Rylvo TeamMay 17, 202695 min read

Rylvo Connectors: Bridge Your AI Bots to Any External System with Webhook-Based Tool, State Sync, and Event Integrations

AI bots that only talk are not very useful. A customer support bot that can discuss refund policies but cannot actually create a ticket is frustrating. A sales bot that can describe products but cannot check inventory or place orders is a missed opportunity. A technical support bot that can ask diagnostic questions but cannot query your device database or update a service record is half a solution.

The real power of AI bots comes from their ability to act — to call your systems, read your data, and trigger your workflows. But connecting bots to external systems is traditionally an engineering project. You need to build API clients, handle authentication, manage retries, map data formats, monitor health, and keep everything in sync as APIs evolve. By the time you have connected three systems, you have built a fragile integration layer that your team dreads maintaining.

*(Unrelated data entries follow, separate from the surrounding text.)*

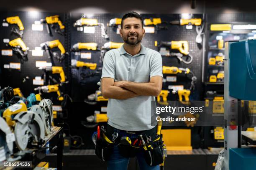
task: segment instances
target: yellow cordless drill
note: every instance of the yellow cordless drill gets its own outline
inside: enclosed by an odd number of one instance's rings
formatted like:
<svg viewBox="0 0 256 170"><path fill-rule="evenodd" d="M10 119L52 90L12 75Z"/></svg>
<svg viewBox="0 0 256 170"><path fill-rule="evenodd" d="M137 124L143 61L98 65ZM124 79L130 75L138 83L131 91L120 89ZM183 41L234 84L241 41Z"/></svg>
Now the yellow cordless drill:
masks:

Rylvo Connectors solves this by providing a unified webhook-based integration framework. Instead of writing glue code, you register HTTP endpoints that Rylvo calls when needed. Three connector types cover every integration pattern: Tool Connectors for executing actions on your systems, State Sync Connectors for reading and writing workflow state, and Event Connectors for receiving real-time notifications. Seven authentication methods handle every security requirement. Health monitoring, retry logic, and metrics are built in. And the Workspace Architect automatically patches bot prompts so the LLM knows exactly which connectors are available and when to use them.

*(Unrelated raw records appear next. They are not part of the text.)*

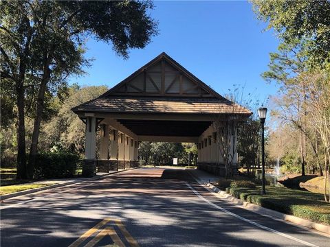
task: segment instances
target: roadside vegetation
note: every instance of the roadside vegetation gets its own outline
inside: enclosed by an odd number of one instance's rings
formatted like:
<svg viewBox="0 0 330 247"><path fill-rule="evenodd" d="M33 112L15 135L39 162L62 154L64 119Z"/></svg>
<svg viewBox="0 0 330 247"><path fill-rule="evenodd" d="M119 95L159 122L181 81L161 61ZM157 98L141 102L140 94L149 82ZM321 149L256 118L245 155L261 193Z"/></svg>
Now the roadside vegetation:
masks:
<svg viewBox="0 0 330 247"><path fill-rule="evenodd" d="M0 187L0 196L6 195L11 193L21 191L27 189L40 188L46 186L55 185L55 183L33 183L29 185L13 185Z"/></svg>
<svg viewBox="0 0 330 247"><path fill-rule="evenodd" d="M320 193L267 186L266 195L261 187L228 187L226 192L241 200L267 209L330 225L330 204Z"/></svg>
<svg viewBox="0 0 330 247"><path fill-rule="evenodd" d="M268 183L267 194L261 195L260 180L244 176L221 178L212 184L248 202L330 225L330 204L324 200L322 193L287 188L283 185L270 186Z"/></svg>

In this guide, we will explore the complete Connectors system: the three connector types, seven authentication methods, the architecture flow, bot integration, the dashboard, health monitoring, Mission Control integration, and how to connect your first external system in minutes.

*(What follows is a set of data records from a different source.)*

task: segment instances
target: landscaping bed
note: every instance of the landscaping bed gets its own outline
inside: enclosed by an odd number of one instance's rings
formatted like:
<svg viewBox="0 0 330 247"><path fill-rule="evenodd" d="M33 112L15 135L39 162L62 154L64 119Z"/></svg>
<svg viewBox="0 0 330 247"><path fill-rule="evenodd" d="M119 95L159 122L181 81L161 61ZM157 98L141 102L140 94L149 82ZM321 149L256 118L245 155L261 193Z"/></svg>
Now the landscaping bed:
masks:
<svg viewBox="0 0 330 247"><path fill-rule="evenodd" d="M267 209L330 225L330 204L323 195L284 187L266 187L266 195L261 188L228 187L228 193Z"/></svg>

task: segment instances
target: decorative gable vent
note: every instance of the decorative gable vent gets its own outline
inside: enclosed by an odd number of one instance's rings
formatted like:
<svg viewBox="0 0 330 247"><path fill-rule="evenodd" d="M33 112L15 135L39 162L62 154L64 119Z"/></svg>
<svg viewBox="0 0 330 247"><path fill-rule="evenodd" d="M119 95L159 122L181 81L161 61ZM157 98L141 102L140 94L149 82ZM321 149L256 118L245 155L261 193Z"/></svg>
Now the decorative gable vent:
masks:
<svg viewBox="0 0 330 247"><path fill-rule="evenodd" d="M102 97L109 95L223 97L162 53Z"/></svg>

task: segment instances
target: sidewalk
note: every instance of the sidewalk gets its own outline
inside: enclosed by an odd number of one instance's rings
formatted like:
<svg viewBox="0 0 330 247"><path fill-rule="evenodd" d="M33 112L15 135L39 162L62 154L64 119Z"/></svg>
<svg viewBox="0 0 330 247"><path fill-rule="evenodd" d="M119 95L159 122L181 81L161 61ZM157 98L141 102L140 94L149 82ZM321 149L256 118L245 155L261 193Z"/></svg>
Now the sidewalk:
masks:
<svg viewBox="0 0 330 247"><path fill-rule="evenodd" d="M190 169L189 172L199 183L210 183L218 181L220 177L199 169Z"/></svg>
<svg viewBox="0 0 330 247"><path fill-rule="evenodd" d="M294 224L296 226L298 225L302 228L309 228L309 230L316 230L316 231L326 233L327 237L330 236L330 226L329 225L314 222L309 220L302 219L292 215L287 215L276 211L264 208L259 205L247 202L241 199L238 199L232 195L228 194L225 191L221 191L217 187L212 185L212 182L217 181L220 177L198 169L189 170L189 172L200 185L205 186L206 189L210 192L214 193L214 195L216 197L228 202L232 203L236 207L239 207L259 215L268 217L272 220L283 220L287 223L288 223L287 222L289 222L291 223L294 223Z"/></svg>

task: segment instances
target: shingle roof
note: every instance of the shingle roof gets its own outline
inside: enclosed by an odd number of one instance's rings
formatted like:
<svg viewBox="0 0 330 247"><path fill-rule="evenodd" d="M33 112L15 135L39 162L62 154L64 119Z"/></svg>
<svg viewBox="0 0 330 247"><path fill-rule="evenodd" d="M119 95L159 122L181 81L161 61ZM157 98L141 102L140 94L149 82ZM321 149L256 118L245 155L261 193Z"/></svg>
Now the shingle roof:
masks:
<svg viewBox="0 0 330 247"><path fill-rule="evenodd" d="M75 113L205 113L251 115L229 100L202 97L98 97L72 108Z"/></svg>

Why Connectors Matter for AI Bots

Modern AI bots are powered by large language models that excel at reasoning, language understanding, and contextual response generation. But LLMs cannot interact with the real world on their own. They cannot create Salesforce leads, query your inventory database, send Slack notifications, or update customer records.

Function calling bridges this gap. The LLM decides which action to take, and the platform executes it. Rylvo Connectors is the execution layer that translates LLM decisions into real system calls. When the bot decides to create a support ticket, Rylvo calls your endpoint. When it decides to check order status, Rylvo reads from your database. When an escalation happens, Rylvo notifies your team via webhook.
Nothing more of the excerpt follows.